(Tiada suatu najispun yang diamaafkan selain sedikit dari darah dan
nanah serta binatang yang tidak mempunyai darah mengalir, bila ia jatuh dalam
bejana dan mati didalamnya, maka ia tidak menajiskannya).
Darah dan nanah yang sedikithukumnya dimaafkan bila mengenai
pakaian dan badan dan shalatnya dianggap sah dengan adanya darah tersebut.
Bila dilihat secara lahir apa yang dikatakan pengarang takrib
secara mutlak itu, maka dapat difahami bahwa tidak ada perbedaan anatara darah
yang keluar dari tubuhnya sendiri atau darahnya orang lain.
Tentang najis-najis yang dimaafkan akan kami sebutkan nanti pada
temapatnya, yaitu pada saat menenrangkagkan syarat-syaratnya shalat, dimana
keterangan pengarang kitab takrib akan terdapat disana.

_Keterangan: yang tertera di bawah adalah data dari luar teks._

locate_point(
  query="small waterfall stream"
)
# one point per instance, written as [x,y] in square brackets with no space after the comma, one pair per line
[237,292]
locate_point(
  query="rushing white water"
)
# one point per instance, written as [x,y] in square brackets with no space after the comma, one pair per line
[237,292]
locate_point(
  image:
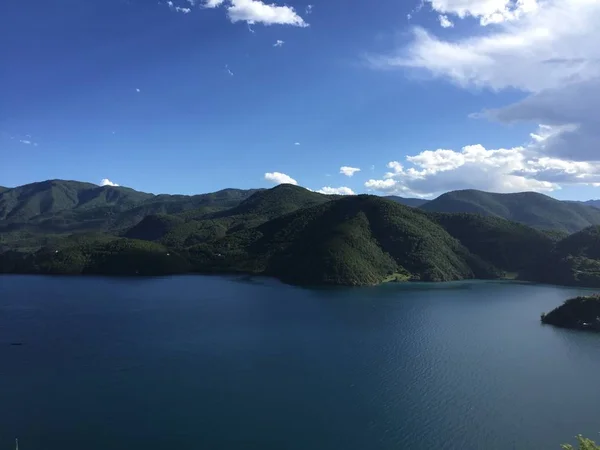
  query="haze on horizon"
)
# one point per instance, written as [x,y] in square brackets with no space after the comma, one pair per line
[402,98]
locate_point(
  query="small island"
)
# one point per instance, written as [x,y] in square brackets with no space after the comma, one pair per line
[579,313]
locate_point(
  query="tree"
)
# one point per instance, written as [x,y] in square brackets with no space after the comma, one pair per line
[582,444]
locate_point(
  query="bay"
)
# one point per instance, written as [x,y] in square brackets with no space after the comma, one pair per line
[246,363]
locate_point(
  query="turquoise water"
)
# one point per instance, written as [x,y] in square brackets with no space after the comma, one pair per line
[237,363]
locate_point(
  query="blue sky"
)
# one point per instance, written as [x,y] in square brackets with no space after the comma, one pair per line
[195,96]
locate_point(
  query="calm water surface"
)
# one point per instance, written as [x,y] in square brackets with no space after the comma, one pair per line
[232,363]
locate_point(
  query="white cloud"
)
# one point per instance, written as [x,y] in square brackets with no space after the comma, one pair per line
[107,182]
[475,167]
[547,49]
[279,178]
[336,191]
[445,22]
[349,171]
[179,8]
[487,11]
[255,11]
[213,3]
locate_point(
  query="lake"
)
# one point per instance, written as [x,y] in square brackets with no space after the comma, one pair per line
[198,362]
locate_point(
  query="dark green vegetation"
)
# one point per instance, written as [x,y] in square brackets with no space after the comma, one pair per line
[581,313]
[34,215]
[530,208]
[594,203]
[574,261]
[582,444]
[288,232]
[413,202]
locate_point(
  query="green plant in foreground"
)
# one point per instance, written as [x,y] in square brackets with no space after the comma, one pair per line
[582,444]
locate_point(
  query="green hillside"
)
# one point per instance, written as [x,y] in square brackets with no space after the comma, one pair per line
[530,208]
[351,241]
[407,201]
[99,255]
[275,202]
[295,234]
[30,214]
[255,210]
[575,261]
[510,246]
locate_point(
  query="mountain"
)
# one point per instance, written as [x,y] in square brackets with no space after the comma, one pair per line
[530,208]
[26,202]
[351,241]
[412,202]
[278,201]
[507,245]
[574,261]
[294,234]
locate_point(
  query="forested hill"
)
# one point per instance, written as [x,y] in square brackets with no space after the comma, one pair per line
[530,208]
[288,232]
[407,201]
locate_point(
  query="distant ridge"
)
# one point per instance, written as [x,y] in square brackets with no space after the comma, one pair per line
[297,235]
[530,208]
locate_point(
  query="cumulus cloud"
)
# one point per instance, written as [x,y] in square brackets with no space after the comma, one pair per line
[172,7]
[487,11]
[107,182]
[213,3]
[445,22]
[343,190]
[545,49]
[349,171]
[256,11]
[279,178]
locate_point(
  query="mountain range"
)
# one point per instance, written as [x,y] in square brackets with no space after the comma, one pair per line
[297,235]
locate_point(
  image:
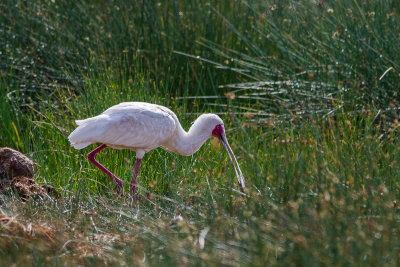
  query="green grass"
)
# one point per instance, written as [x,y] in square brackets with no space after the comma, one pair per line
[317,140]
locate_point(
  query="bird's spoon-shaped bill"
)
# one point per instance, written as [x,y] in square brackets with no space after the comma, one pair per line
[232,157]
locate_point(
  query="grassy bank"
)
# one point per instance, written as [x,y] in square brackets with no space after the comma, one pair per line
[308,92]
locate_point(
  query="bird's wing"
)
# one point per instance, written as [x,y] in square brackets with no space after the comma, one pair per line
[130,126]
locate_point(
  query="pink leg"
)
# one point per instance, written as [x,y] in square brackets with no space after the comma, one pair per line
[132,186]
[91,157]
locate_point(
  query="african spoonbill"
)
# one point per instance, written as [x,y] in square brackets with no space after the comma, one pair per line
[142,127]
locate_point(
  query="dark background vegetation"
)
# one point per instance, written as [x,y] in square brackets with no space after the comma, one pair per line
[308,90]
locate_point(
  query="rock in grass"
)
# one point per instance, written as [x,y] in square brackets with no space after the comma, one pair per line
[13,163]
[16,173]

Adapun bangkai binatang yang tidak mempunyai darah yang mengalir
seperti lalat, nyamuk, kalajengking, kecoak, dan cecak (menurut pengesahan imam
nawawi), bukan ular dan kodok (keduanya tidak termasuk binatang yang tidak
mempunyai darah mengalir). Kesemua binatang tersebut biala jatuh dalam bejana
yang berisi barang cair, baik berupa air atau minyak kemudian mati didalamnya,
apakah binatang-binatang tersebut dapat menajiskannya? Dalam masalah ini
terdapat perbedaan pendapat dikalangan ulama’. Menurut mahdap syafi’i,
binatang-binatang tersebut tidak menajiskannya, sebab sabda nabi SAW yang
artinya:
“bila lalat jatuh pada minuman salah seorang dari kamu sekalian,
maka hendaknya ia celupkan seluruhnya kemudian mengambilnya karena salah satu
dari kedua sayapnya adalah penyakit dan satunya lagi adalah obat”. Hadist ini
diriwayatkan oleh Imam Bukhori, Abu Daud, Ibnu Khuzaimah dan Ibnu Hibban.
Adapun cara mengambil kesimpulan dalil dari hadist tersebut ialah :
mencelupkan lalat kedalam air akan menyebabkan kematiannya, apalagi kalau
makanan itu panas. Jadi andaikata lalat itu menajiskan, maka nabi tidak akan
memerintahkan mencelupkannya. Lagi pula menjaga wadah dari binatang tersebut
sangat sulit, sehingga najais tersebut dimaafkan. Tapi menurut setengah
pendapat, binatang tersebut dapat menajiskannya. Karena dia adalah bangkai
sebagimana najis-najis yang lain. Berkata iam Ibnu Mundzir : saya tidak
mengetahui seorangpun yang mengatakan demikian selain Imam Syafi’i.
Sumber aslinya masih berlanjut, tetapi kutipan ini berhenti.